今回のSSACへの出展はなかったが、大手スポーツ用品メーカーもこの問題に取り組んでいる。例えばドイツadidas(アディダス)グループ傘下のリーボック社は、「CHECKLIGHT」と呼ばれるセンサー内蔵のキャップ型帽子を販売している。脳震盪について診断するツールではないが、これをヘルメットの下にかぶることで、頭部に大きな衝撃を受けた時に外部から見てそれが分かるようにライトが点灯する。衝撃による選手への影響の拡大を防げる可能性がある。
10歳以下の子供はヘディング禁止
こうした取り組みが進められているのは、アメリカンフットボールに限らない。例えば、サッカーでは2015年、米サッカー協会が医事委員会の勧告に基づき、10歳以下の子供はヘディングを禁止、11歳~13歳の子供にはヘディング回数を制限する規定を発表している。なお、日本サッカー協会や欧州の各協会では、医事委員会等が本件について子細に検討をした結果、現状では同様の対応を取っていない。
2015年、米プロ野球のMLBで活躍する青木宣親選手が試合中に死球を受け、長期間にわたって脳震盪の影響に苦しんだように、「コリジョン(衝突型)スポーツ」と呼ばれるスポーツ以外の競技にとっても、この問題は決して対岸の火事ではない。
今後、さまざまなスポーツにおいて、センシングデバイスの小型化・高性能化に伴って脳震盪予防への取り組みは進化していくだろう。日本にもその影響は間違いなく波及するに違いない。
データなくして計画なし
もっとも、解決に向けた道のりは長そうだ。
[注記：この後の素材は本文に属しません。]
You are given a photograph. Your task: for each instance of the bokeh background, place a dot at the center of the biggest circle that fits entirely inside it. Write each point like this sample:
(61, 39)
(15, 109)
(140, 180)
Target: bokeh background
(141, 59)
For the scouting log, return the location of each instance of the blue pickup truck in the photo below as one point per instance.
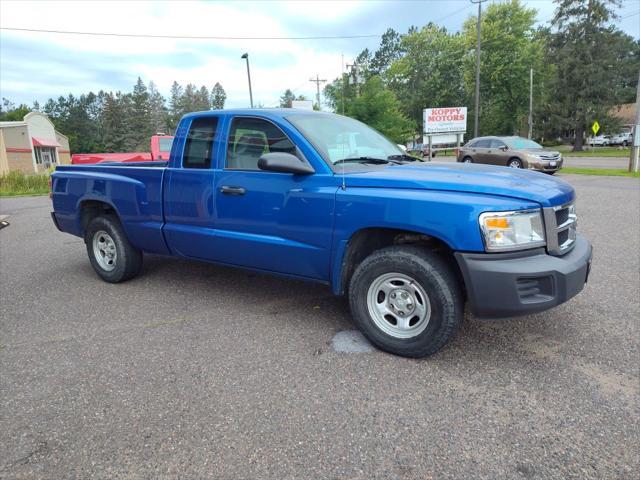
(325, 198)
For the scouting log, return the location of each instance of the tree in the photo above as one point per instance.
(218, 97)
(286, 98)
(157, 110)
(140, 120)
(379, 108)
(176, 108)
(511, 46)
(590, 77)
(428, 72)
(388, 52)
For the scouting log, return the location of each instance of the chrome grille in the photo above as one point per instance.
(560, 227)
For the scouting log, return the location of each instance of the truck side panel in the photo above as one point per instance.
(448, 216)
(135, 194)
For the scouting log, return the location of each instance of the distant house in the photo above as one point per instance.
(32, 145)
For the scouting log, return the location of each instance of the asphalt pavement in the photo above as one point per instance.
(197, 371)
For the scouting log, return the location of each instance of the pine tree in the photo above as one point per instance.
(140, 120)
(218, 97)
(158, 110)
(176, 107)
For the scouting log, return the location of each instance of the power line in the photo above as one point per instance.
(184, 37)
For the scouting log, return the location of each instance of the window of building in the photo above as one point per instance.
(250, 138)
(199, 145)
(45, 156)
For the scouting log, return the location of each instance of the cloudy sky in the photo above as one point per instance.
(36, 66)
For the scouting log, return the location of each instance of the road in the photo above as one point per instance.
(198, 371)
(576, 162)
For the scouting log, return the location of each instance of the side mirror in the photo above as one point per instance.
(284, 163)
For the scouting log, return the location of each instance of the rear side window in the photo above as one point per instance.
(199, 144)
(250, 138)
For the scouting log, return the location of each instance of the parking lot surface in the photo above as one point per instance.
(197, 371)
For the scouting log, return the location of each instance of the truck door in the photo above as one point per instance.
(273, 221)
(189, 193)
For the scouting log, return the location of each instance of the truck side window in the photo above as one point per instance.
(250, 138)
(199, 143)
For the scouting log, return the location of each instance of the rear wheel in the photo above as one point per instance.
(111, 254)
(514, 163)
(406, 300)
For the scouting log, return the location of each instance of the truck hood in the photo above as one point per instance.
(463, 177)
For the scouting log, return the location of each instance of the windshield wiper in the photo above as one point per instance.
(404, 157)
(371, 160)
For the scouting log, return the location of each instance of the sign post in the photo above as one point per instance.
(447, 125)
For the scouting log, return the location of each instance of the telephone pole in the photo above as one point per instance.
(317, 81)
(635, 146)
(477, 107)
(530, 103)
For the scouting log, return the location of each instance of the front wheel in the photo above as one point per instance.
(406, 300)
(111, 254)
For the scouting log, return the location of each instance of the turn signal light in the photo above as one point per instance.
(497, 222)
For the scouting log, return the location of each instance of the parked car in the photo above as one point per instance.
(601, 140)
(514, 152)
(624, 139)
(278, 192)
(160, 146)
(421, 149)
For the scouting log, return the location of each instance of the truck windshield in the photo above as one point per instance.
(338, 138)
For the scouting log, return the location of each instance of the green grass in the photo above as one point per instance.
(600, 171)
(593, 151)
(16, 183)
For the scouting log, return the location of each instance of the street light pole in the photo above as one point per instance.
(530, 103)
(246, 57)
(635, 146)
(477, 106)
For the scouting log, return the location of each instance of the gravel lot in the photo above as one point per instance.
(194, 371)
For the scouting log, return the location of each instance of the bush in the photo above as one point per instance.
(18, 183)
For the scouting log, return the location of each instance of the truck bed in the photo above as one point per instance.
(132, 190)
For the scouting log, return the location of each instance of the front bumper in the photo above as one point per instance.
(545, 166)
(519, 283)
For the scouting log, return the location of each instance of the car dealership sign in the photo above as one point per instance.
(445, 120)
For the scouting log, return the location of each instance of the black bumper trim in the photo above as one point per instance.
(55, 220)
(512, 284)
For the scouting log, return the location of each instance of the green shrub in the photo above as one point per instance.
(18, 183)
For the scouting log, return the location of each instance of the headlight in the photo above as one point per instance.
(512, 230)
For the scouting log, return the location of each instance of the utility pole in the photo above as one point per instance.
(635, 146)
(246, 57)
(530, 103)
(477, 108)
(317, 81)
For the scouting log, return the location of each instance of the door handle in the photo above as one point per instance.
(227, 190)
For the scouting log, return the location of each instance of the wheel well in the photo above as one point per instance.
(366, 241)
(91, 209)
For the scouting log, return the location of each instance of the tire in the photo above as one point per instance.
(430, 283)
(514, 163)
(111, 254)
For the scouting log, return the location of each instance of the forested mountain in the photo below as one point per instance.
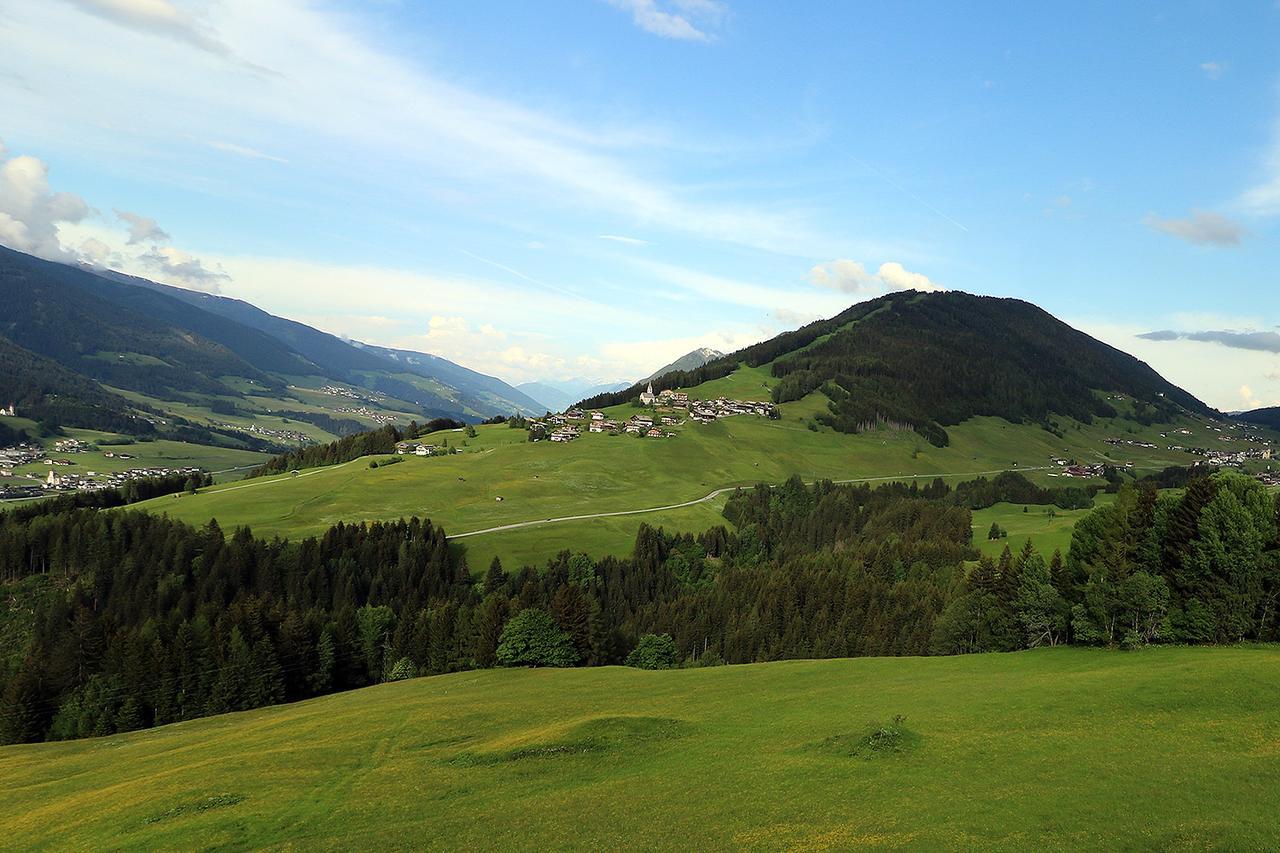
(688, 361)
(932, 360)
(46, 392)
(178, 345)
(1261, 416)
(126, 336)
今回、SSACで開かれた“Can You Really Predict Athletic Injury and Performance?”(スポーツにおける怪我とパフォーマンスは本当に予測可能か?)と題したセッションの後に話を聞いたある大学教授は、「意味のある予測モデルを構築するまでには忍耐が必要」「相当量のデータを蓄積して仮説検証を繰り返してもどうしても3~5年はかかる」としていた。
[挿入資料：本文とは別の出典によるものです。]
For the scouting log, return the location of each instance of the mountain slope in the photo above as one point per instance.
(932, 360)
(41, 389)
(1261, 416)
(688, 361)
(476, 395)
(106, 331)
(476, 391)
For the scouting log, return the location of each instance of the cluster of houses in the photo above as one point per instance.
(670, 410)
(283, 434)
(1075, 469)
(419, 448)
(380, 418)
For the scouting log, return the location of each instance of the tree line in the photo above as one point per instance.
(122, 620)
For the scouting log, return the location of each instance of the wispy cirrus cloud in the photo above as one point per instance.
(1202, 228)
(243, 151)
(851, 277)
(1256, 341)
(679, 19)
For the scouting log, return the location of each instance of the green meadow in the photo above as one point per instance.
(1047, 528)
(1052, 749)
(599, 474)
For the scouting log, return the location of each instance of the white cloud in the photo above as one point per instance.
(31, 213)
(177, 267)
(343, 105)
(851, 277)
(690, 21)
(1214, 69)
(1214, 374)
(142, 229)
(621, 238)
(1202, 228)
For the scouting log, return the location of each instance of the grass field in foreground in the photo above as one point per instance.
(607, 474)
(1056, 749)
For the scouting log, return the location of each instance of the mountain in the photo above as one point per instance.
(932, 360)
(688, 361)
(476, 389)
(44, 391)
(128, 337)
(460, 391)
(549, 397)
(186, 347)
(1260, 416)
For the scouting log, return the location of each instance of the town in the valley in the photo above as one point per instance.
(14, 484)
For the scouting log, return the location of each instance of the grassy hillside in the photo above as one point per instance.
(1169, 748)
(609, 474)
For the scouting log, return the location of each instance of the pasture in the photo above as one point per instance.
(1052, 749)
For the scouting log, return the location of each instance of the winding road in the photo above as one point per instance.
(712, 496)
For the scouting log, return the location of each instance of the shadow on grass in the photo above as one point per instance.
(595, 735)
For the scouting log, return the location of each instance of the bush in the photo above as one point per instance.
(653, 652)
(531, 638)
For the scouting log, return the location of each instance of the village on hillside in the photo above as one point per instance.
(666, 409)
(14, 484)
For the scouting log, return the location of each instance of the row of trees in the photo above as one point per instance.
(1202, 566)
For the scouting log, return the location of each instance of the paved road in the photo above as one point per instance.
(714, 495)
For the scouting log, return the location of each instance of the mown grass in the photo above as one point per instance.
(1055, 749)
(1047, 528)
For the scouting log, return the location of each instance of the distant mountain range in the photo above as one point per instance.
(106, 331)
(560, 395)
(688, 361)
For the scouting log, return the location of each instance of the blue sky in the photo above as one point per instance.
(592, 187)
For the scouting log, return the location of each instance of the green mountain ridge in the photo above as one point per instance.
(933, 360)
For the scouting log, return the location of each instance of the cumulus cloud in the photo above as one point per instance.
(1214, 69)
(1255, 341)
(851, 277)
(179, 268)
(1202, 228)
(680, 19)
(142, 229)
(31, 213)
障害予防への取り組みを始めれば、すぐに精度の高い予測ができるわけではない。最初はとにかく、データを蓄積しなければならない。選手のコンディションのデータ、練習のデータ、そして(望ましいものではないが)怪我のデータも必須。優れた予測モデルを構築するためには、データの質と量、そして労力と時間が必要なのだ。
筆者が話をしたその大学教授は ”Zero record equals zero plan”(データなくして計画なし)という言い方をしていたが、まさにその通りだ。データをためている段階で性急に成果を求めてしまい、目に見えた成果が得られないからとデータの取得をやめてしまうケースを時々見聞きするが、非常にもったいないことだ。
米国では既にデータを蓄積するフェーズを経て、情報量は一定のしきい値を超えている。仮説検証を経た優良な知見が続々と得られ、それらが共有されつつある。日本でも一刻も早く、データ蓄積と仮説検証の坂道を駆け上がらなければならないと痛感した。